The Technorati tags are measure of blog content supply (by people who use tags - generally more technically advanced bloggers) and the Google searches are a measure of content supply across all web channels, including vendor sites. You can see that they do not always correlate. One of the biggest contrasts was enterprise wikis vs, business wikis. I assume part of this is because the software suppliers prefer the enterprise wiki label. I placed the links to each tag at the end of this post.
230,597 blog posts about web 2.0
Google search returns “web 2.0” - 242,000,00
19,412 blog posts about enterprise 2.0
Google search returns for enterprise 2.0 – 3,7190,00
8,228 blog posts about enterprise social media
Google search returns for enterprise social media - 45,900
11,867 blog posts about enterprise blogs
Google search returns for enterprise blogs - 22,700
2,630 blog posts about enterprise wikis
Google search returns for enterprise wikis - 131,000
1,501 blog posts about enterprise tagging
Google search returns for enterprise tagging – 907
96,108 blog posts about tagging
Google search returns for tagging - 3,600,000
27,897 blog posts about corporate blogs
Google search returns - 844,000
2,220 blog posts about corporate wikis
Google search returns - 19,500
5,481 blog posts about business wikis
Google search returns - 1,000
152,290 blog posts about business blogs
Google search returns -1,530,000
27,938 blog posts about web 2.0 marketing
Google search returns - 205,000
131,510 blog posts about km
Google search returns - 463,000,000 (who said km is dead?)
97,638 blog posts about knowledge management
Google search returns - 2,800,000
172,820 blog posts about social bookmarking
Google search returns - 25,400,000
9,354 blog posts about social network analysis
Google search returns - 809,000
enterprise 2.0
web 2.0
web 2.0 marketing
km
knowledge management
business blogs
business wikis
enterprise social media
enterprise blogs
enterprise wikis
corporate blogs
corporate wikis
tagging
enterprise tagging
social bookmarking
social network analysis
This is very interesting, thanks.
Searching by tags can be very difficult because we all describe things in different ways. The converse is, if you are keywording or tagging an article, how do you know which of a family of tags, searchers will use?
It struck a chord with me because, in medicine, there are real problems coding a diagnosis to a hospital visit or admission for later analysis. If there is discrepancy in the coding used, results of any health analysis have limited validity. Of course in health a huge beaurocratic hammer tries to enforce a national system, at great cost.
Thank goodness the beaurocracy cannot get to much influence over blogging tags. The evolution of tags and tagging is going to be fascinating. If any of your readers want to be a world expert at something, you have shown them a field ripe for exploration.
Posted by: MarkWiseman | August 23, 2007 at 06:03 PM
Mark
Thanks for your comment. Picking tags is a challenge as you try to get inside the head of the reader you want to reach. You also do not want to have too many tags. This post was an exception because of the content.
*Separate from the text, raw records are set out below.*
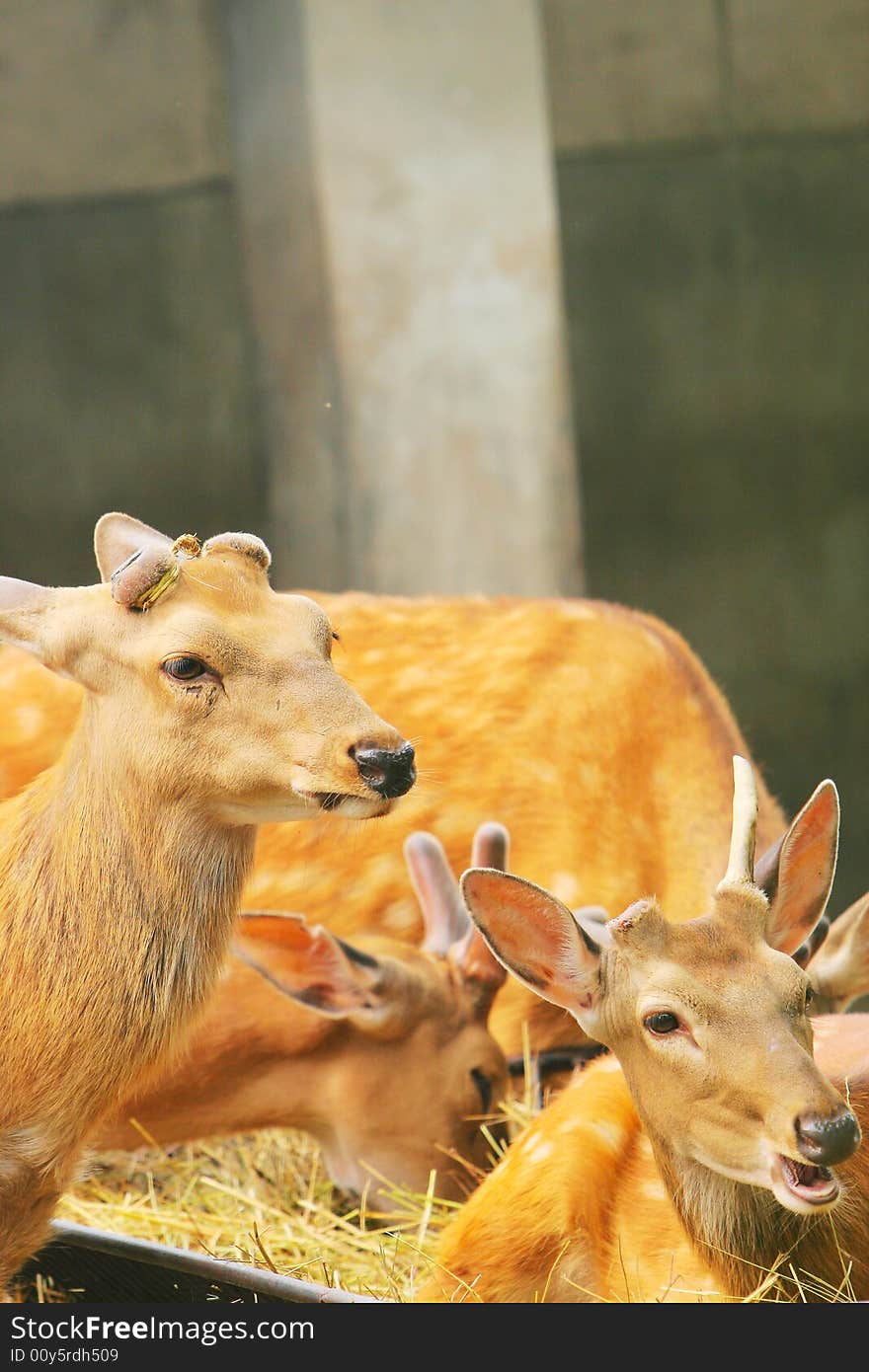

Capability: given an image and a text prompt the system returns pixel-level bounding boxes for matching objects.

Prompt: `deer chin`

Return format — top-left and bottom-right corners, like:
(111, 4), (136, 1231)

(298, 791), (394, 819)
(217, 786), (395, 824)
(770, 1153), (841, 1214)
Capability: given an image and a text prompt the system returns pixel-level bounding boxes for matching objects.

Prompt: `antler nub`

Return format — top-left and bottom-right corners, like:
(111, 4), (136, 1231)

(404, 829), (471, 956)
(721, 753), (757, 886)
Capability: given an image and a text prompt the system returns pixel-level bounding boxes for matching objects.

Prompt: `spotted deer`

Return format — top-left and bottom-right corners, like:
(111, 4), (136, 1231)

(0, 513), (413, 1284)
(0, 591), (788, 1055)
(419, 757), (869, 1302)
(91, 823), (508, 1213)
Bill
Posted by: Bill Ives | August 24, 2007 at 12:14 PM
(Kind of manual trackback. Do comments count?)
Lengthy comment from me over at Pito Salas.
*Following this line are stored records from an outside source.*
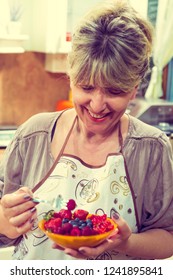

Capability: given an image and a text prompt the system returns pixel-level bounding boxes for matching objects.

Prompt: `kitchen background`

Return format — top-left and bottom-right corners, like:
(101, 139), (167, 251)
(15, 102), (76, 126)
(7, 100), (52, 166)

(0, 0), (173, 259)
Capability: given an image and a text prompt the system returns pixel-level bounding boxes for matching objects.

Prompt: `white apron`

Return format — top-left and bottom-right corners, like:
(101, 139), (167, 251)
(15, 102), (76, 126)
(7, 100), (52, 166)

(13, 118), (138, 260)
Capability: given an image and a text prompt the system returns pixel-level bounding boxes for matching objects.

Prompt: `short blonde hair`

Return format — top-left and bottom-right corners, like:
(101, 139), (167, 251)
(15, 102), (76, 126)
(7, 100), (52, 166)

(68, 0), (153, 92)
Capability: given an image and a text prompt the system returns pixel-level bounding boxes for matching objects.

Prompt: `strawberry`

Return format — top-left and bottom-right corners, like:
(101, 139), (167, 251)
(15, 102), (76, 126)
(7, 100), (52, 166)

(81, 226), (95, 236)
(62, 223), (73, 234)
(59, 209), (72, 220)
(67, 199), (76, 210)
(74, 209), (89, 220)
(70, 227), (81, 236)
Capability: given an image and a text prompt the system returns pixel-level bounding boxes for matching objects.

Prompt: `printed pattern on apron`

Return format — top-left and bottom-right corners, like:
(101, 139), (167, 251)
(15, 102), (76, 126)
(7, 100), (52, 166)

(13, 117), (138, 260)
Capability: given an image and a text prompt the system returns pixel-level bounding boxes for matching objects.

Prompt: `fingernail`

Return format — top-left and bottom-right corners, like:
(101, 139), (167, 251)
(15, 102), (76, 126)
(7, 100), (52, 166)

(112, 212), (120, 220)
(23, 194), (31, 199)
(79, 248), (86, 254)
(29, 218), (35, 224)
(30, 207), (36, 213)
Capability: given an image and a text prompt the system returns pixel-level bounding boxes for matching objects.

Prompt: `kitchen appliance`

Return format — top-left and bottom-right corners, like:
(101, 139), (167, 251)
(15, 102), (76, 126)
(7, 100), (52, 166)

(0, 126), (17, 149)
(127, 98), (173, 151)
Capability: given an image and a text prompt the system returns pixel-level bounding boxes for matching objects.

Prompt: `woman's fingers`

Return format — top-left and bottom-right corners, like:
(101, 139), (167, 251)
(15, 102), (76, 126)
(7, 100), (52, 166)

(9, 207), (36, 227)
(112, 213), (131, 240)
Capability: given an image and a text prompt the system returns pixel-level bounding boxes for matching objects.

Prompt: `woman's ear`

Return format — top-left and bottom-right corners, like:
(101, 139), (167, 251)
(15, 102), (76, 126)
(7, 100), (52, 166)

(130, 85), (138, 100)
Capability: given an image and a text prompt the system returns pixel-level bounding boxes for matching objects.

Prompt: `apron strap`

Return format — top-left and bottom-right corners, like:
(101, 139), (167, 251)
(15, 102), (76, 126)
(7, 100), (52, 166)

(32, 116), (77, 192)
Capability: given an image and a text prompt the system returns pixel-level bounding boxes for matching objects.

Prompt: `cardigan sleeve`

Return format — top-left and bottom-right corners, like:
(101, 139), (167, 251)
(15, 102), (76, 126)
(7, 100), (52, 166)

(0, 132), (22, 248)
(141, 135), (173, 231)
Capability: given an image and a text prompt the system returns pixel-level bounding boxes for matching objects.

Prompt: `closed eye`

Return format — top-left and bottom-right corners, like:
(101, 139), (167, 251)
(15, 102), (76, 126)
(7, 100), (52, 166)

(80, 85), (94, 92)
(105, 88), (126, 96)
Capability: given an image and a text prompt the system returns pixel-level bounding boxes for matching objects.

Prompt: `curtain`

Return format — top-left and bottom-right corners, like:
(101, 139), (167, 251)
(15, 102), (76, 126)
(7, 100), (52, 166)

(166, 58), (173, 102)
(145, 0), (173, 99)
"I don’t get the sense of Bills article. Google is doing a full text index and Technorati tag search is a search for the microformat rel=tag. Googles index has absolutely nothing to do with tagging. ..."
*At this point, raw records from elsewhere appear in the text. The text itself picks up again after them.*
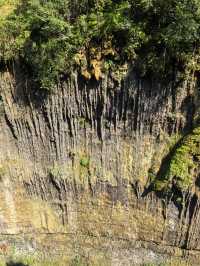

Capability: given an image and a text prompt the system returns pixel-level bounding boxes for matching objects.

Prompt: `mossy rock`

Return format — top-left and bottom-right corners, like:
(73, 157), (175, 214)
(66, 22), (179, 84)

(80, 156), (90, 168)
(153, 126), (200, 191)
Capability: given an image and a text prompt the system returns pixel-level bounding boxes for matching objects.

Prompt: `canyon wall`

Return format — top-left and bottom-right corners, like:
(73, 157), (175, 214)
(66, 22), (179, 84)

(0, 70), (200, 265)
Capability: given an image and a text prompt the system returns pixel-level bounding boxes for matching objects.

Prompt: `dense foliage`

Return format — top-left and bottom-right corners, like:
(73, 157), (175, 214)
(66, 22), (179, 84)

(0, 0), (200, 88)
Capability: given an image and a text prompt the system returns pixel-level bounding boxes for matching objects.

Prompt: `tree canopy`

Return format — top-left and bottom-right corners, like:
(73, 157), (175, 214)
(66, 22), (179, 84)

(0, 0), (200, 89)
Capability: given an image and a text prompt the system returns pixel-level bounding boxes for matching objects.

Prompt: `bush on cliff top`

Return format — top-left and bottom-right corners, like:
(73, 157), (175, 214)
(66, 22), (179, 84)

(0, 0), (200, 88)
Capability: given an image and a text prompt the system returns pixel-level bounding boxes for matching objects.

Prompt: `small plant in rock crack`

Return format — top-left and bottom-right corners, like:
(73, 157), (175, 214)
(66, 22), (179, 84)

(80, 155), (90, 168)
(49, 164), (63, 178)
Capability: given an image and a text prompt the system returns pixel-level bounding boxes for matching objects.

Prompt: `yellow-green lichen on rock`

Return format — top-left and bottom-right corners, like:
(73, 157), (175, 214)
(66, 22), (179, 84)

(154, 126), (200, 190)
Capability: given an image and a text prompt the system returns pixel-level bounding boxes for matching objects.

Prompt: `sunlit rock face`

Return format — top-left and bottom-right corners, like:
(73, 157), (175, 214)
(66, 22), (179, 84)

(0, 68), (200, 265)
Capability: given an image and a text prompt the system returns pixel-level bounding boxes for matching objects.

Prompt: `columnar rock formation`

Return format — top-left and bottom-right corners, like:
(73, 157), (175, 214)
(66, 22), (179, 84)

(0, 69), (200, 265)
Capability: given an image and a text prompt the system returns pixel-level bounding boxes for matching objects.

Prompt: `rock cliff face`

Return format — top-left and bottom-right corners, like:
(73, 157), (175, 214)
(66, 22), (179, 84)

(0, 66), (200, 265)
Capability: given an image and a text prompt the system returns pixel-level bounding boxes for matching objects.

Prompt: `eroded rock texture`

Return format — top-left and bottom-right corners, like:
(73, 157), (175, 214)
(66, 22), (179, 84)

Posted by: Markus Merz | September 03, 2007 at 10:17 AM
Markus - Thanks for your comment. You are absolutely right that differenrt methoids are employed by Google and Technorati. However, people turn to both to look at what is happening on the web. I found it interesting when the different methods returned similar results (in scale) and when they were quite different. I do not imply they are the same, just different ways of lookign at the web. Bill
Posted by: bill Ives | September 03, 2007 at 10:25 AM
@Bill: Somehow the link to my comment in Pitos blog got lost. Clicking on my name in THIS comment should beam interested readers there.